Per my scribbled instructions, I set my sights on a dark cave high up on the encircling cliff, and head up. After a gradual start through some trees at the base, the mountain begins in earnest. I’m heading up the south facing slope, where the daily arc of the desert sun has burned off all the snow and ice. The grade quickly approaches 35 degrees; close enough to the angle of repose that rocks skid past me at the slightest touch. The Pedernal means “flint” in Spanish and the peak is aptly named. Sharp shards of rock lie everywhere. I quickly break a sweat, open my palms on the sharp black volcanic rock, but shed no tears. It’s my birthday and there’s no place I’d rather be than here.
After several hundred vertical feet of somewhat graceless scree scrambling, I reach the base of the cliffs. I edge around, left of the shallow cave and soon find a long stick leaning up against the rocks, divining the class-3/4 crack to the top. It certainly looks like vertical, hand over hand climbing, but not so risky as to require ropes. Of course, in mountaineering, risk is highly relative and should I fall, the sheer drop of geology is destiny.

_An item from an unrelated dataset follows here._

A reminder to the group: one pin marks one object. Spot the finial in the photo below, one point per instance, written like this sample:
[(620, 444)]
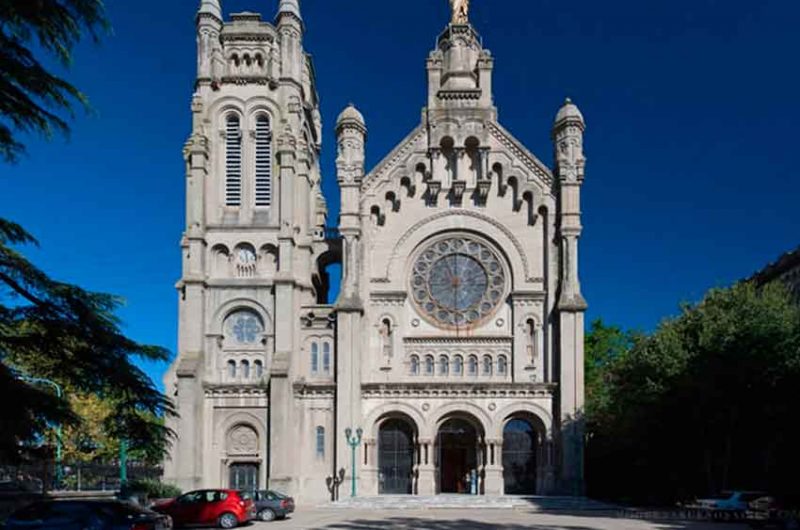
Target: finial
[(460, 12)]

I turn my back on vertigo, keep my eyes on the rock and swing my way up. A few minutes later I am standing on the razor’s edge. No more than twenty steps separate the plunging cliffs on either side of the summit, where the world drops away to the north and south. I sit on the northern edge, beneath the blue sky, overlooking Abiquiu Lake and beyond, to where the Jurassic red beds of Ghost Ranch give way to yellowed high plains of northern New Mexico and finally, to the white-capped Rockies of southern Colorado. The Sangre de Cristo range sweeps to the east. Fifty miles away I can see 13,161-foot Wheeler Peak, the crown of New Mexico. Sitting there, I put Wheeler on the list for another day.
George Mallory famously said he was drawn to climb Everest, “Because it’s there.” My mantra in the mountains is “because I can.” For me, there’s nothing more fulfilling than looking up at a big mountain, declaring my intention to reach the top and then getting myself up there. The Pedernal remains my favorite mountain because it was the first peak I sized up from a distance, declared “I’m going to climb that”, and then did. The day I climbed the Pedernal, my 27th birthday, was one of the most satisfying days of my life.